The new grant, awarded through the DOE’s Foundational Program to Advance Cell Efficiency (F-PACE), involves research being performed on improving the efficiency of solar cells made from cadmium telluride (CdTe).

The material is deposited in thin-film form using high-vacuum deposition. Marsillac says that the latest DOE-funded research will develop ways to enhance the CdTe back-contacts by specifically looking at new materials based on chalcopyrite and delafossite structures. “Better connection means better voltage, which means better efficiency for the PV cells,” he adds.

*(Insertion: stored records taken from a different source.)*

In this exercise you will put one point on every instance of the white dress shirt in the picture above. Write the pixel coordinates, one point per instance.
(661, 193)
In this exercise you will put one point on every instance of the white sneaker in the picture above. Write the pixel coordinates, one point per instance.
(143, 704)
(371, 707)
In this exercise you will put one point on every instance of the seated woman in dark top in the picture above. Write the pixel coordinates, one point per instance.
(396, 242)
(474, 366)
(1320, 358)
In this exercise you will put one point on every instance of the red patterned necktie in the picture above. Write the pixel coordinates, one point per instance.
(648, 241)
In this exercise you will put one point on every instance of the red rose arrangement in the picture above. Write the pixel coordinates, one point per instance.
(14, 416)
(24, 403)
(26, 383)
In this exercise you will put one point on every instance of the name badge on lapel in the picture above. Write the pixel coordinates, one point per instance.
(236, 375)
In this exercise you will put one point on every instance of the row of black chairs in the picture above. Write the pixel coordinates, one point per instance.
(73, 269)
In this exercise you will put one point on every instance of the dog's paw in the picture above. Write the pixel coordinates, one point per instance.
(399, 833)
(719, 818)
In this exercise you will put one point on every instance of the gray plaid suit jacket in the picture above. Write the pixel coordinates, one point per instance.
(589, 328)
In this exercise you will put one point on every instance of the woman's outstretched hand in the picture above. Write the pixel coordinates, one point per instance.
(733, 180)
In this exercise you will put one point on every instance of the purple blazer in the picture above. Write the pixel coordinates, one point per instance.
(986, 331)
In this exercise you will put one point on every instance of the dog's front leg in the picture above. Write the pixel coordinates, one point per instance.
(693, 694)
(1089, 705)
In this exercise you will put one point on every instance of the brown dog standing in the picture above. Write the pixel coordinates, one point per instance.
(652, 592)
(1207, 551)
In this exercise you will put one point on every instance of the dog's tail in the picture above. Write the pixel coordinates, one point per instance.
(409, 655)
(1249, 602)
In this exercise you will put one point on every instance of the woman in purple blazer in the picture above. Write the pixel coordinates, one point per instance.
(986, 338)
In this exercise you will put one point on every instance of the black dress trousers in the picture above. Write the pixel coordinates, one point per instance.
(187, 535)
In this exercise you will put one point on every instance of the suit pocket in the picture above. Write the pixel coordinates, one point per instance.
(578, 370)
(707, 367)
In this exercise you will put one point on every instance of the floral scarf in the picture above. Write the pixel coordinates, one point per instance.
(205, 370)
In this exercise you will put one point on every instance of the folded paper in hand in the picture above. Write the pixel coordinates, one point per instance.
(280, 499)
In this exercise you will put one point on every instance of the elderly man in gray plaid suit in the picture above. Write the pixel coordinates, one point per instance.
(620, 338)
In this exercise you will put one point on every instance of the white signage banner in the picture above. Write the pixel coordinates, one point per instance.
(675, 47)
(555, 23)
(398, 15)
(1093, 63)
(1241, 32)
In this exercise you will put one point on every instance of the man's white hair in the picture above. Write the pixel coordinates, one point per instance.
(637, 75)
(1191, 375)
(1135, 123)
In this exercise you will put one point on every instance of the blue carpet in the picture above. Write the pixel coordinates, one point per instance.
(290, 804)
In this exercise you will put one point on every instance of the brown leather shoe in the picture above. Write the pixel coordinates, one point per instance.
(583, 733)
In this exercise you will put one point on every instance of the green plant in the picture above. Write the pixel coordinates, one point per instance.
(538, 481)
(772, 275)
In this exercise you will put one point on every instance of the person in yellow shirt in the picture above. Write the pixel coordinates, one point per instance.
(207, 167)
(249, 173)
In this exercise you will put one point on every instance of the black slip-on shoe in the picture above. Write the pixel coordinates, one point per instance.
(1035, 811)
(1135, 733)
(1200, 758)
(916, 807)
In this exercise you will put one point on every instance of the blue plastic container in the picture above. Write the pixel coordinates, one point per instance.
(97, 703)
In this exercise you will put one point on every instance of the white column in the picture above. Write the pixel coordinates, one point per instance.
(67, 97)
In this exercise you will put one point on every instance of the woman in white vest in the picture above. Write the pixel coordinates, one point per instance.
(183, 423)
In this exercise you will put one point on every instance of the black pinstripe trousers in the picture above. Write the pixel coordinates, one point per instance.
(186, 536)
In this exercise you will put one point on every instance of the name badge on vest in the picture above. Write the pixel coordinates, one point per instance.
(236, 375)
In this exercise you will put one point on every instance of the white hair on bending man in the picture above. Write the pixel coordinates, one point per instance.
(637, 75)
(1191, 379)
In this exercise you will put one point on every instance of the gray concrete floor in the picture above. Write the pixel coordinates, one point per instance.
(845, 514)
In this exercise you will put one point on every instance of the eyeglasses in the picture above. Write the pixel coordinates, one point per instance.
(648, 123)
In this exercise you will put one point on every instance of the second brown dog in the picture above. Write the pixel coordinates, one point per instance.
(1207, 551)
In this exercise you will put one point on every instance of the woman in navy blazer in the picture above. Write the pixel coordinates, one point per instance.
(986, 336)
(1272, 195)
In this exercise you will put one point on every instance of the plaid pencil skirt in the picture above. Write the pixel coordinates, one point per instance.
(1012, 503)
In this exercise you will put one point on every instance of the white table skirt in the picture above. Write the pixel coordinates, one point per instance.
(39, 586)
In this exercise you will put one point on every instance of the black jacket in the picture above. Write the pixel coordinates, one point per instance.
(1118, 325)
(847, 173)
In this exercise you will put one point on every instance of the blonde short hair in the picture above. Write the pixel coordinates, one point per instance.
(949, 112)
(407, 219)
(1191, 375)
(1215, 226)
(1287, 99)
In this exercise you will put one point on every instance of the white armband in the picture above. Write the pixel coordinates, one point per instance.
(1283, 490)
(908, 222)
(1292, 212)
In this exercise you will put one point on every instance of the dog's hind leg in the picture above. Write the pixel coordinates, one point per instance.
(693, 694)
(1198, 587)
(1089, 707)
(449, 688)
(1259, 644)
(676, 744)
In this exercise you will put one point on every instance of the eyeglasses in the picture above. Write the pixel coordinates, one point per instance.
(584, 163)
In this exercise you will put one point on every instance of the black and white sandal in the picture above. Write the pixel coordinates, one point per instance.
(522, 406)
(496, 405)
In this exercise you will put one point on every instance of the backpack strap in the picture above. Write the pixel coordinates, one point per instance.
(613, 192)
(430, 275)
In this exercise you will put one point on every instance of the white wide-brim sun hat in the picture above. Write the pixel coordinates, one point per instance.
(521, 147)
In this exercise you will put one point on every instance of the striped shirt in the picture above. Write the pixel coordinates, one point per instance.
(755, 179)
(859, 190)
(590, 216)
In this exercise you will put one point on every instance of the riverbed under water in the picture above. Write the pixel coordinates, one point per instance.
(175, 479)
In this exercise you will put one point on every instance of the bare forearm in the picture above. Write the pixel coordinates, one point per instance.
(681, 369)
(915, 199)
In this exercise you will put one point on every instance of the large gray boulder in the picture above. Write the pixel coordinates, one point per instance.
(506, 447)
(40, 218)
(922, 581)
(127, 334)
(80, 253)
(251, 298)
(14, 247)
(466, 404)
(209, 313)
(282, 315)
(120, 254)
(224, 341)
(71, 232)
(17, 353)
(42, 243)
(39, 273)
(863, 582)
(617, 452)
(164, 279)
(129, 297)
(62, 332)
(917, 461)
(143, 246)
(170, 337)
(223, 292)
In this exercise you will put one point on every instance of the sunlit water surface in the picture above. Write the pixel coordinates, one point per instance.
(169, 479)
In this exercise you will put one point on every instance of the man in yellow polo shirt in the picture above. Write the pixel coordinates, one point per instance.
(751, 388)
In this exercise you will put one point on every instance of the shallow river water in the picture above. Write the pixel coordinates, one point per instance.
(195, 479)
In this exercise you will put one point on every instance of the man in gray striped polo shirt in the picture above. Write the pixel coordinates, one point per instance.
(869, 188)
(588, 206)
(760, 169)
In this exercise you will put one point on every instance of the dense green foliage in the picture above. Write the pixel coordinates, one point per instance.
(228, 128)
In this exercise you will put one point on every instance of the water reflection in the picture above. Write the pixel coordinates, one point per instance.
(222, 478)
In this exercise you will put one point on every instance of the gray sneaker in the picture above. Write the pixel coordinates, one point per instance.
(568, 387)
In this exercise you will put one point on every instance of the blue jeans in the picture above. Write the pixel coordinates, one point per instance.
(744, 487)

Marsillac is partnering on the grant with two long-time alternative energy colleagues. One is at the University of Illinois (the lead institution on the grant). The other is at the University of Toledo (his previous institution, where Marsillac and his colleagues attracted more than $20m in funding for PV research).

Marsillac says that each of the three researchers involved in the latest grant has a different sub-speciality in the field of photovoltaic research. Marsillac’s speciality involves fabrication of the solar cells themselves (which he will be able to do more effectively at ODU in the soon-to-be-completed PV cleanroom being rebuilt in Kaufman Hall, home of the Batten College of Engineering and Technology).